In August, SEC Chairman Gary Gensler told a Wall Street Journal reporter that DeFi was not immune to oversight and that his agency would be exploring regulatory possibilities. That seems to be coming true faster than expected.
A bit later, Forbes reported that blockchain analytics firm AnChain.AI – a California-based artificial intelligence blockchain startup – is collaborating with the SEC to provide the agency with the technology and means to track, trace, and analyze DeFi smart contracts.
This is most likely no surprise to anyone within the crypto-space.
During an exclusive interview with DailyCoin.com, Oscar Yeung, co-founder of Convergence, said that as DeFi evolves, it could benefit from regulatory oversight. Convergence is a decentralized interchangeable asset protocol seeking to converge assets from around the real world onto parallel blockchains.

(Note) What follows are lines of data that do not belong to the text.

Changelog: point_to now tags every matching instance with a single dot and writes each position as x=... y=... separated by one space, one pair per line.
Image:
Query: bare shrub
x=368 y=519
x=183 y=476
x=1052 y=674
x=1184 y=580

According to him, this is definitely an exciting time in DeFi, and there needs to be regulation to look after the market for users to be protected from being blindsided in the short-term.
“What we are doing at Convergence is something that is very long term. In the current crypto market, most of the coins or tokens follow Bitcoin’s movements - if Bitcoin goes up or down, virtually all other cryptocurrencies follow suit. It’s better for markets and investors if things are very diversified. We can broaden the crypto market and introduce new real-world asset classes as digital portions that represent different parts of the world and industries,”

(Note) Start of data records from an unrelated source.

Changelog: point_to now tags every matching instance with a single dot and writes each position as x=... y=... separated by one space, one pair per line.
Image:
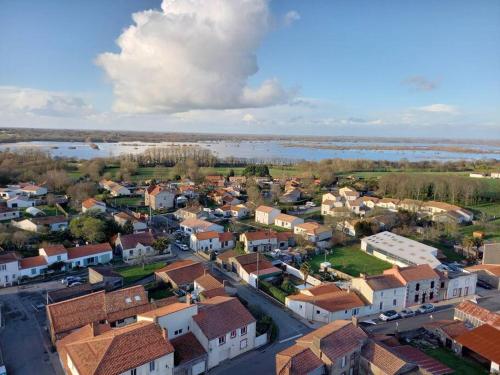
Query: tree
x=305 y=268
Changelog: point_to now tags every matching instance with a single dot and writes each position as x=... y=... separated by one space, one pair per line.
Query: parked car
x=426 y=308
x=407 y=313
x=70 y=279
x=389 y=315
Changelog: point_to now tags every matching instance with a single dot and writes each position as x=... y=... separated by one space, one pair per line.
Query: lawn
x=134 y=273
x=351 y=260
x=461 y=366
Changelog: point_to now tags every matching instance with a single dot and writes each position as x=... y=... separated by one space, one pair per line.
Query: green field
x=461 y=366
x=351 y=260
x=134 y=273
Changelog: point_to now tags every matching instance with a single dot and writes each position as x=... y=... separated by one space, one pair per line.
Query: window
x=243 y=344
x=222 y=340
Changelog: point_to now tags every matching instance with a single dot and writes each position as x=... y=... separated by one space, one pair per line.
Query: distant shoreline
x=15 y=135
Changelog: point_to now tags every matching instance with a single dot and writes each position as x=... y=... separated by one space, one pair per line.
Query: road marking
x=291 y=338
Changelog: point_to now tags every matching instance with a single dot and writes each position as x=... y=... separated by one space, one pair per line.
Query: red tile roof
x=32 y=262
x=118 y=350
x=87 y=250
x=220 y=315
x=52 y=250
x=484 y=341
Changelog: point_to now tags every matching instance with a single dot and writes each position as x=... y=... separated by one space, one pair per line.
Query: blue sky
x=324 y=66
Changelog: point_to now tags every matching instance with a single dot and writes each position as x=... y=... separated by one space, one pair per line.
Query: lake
x=264 y=150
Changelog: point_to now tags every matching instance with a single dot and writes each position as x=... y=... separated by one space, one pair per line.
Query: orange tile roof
x=220 y=315
x=266 y=209
x=335 y=339
x=31 y=262
x=52 y=250
x=116 y=351
x=200 y=236
x=297 y=360
x=187 y=348
x=182 y=272
x=484 y=341
x=87 y=250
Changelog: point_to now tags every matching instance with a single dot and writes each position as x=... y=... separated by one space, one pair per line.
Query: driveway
x=25 y=341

In his words, Convergence can bring those real-world assets on-chain and bring more diversity to the evolving DeFi sector.
Yeung adds that they have a novel approach to tokenize large physical assets into smaller sub-sections. Convergence then offers those fractional portions of assets to investors who wouldn’t have access to such ownership opportunities.

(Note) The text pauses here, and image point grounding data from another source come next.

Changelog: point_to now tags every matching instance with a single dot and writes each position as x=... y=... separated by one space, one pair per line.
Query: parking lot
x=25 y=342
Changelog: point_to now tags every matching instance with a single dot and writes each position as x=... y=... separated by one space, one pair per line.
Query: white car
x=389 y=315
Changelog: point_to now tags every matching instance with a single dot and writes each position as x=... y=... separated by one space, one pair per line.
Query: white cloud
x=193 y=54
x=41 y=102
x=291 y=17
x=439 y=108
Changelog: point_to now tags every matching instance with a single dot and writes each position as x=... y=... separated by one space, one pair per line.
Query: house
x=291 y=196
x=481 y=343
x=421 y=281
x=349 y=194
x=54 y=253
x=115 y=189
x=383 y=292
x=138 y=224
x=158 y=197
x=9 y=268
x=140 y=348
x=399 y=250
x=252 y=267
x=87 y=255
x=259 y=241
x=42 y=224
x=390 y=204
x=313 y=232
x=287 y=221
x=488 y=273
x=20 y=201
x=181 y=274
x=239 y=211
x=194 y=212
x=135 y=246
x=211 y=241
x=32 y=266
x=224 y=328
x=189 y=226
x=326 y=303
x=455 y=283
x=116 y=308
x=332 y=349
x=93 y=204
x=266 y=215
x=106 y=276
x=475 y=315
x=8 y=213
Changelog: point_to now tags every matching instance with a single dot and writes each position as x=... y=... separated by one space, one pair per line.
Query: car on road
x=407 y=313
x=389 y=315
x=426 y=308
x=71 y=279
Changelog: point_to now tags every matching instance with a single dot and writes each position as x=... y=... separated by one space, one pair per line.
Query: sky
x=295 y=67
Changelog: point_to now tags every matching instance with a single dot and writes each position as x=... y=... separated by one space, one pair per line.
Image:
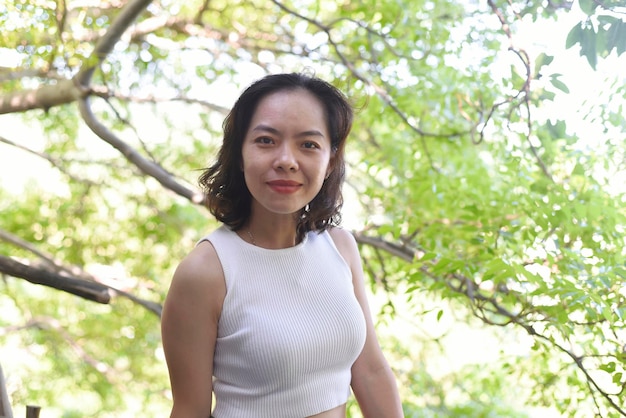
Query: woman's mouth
x=284 y=186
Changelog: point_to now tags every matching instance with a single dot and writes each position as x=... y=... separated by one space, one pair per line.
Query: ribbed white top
x=289 y=331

“Our decentralized exchange - called ConvX - focuses on fractionalization of assets. So iIf there’s a certain private investment that requires a certain threshold for investors to participate, we can break that investment down into smaller pieces. That enables anyone with access to our ConvX exchange to buy a small bit of it,”
Once there’s a public liquidity event or initial public offering for that private investment, the resulting profits get distributed proportionally to the small ConvX fractions as well. Most retail investors are cut out from these opportunities, and Convergence offers them a way to participate via blockchain.
Yeung believes this type of fractional asset investment is the future evolution of DeFi. He further notes that non-fungible tokens (NFTs) will play a big role in shaping that future as well, and Convergence is preparing for it now.
“NFTs have huge potential as the space continues to grow. We actually have interesting projects coming out in the next few months where great artwork has been bought by an individual investor. The artwork will be fractionalized and put on Convergence,”
After a certain time period or certain price target is reached, that artwork will be sold and the profits from those NFT sales will be distributed back to Convergence users according to their token holdings.
Yeung added that the same concept can be applied to many different investment opportunities – and that is very exciting.
On The Flipside
- The vision is novel, but we’ll have to see what the SEC decides as harsh regulatory decisions could stifle similar types of innovation.
- It’s not clear if investors will accept the opportunity costs while they wait for regulatory approval of each and every project.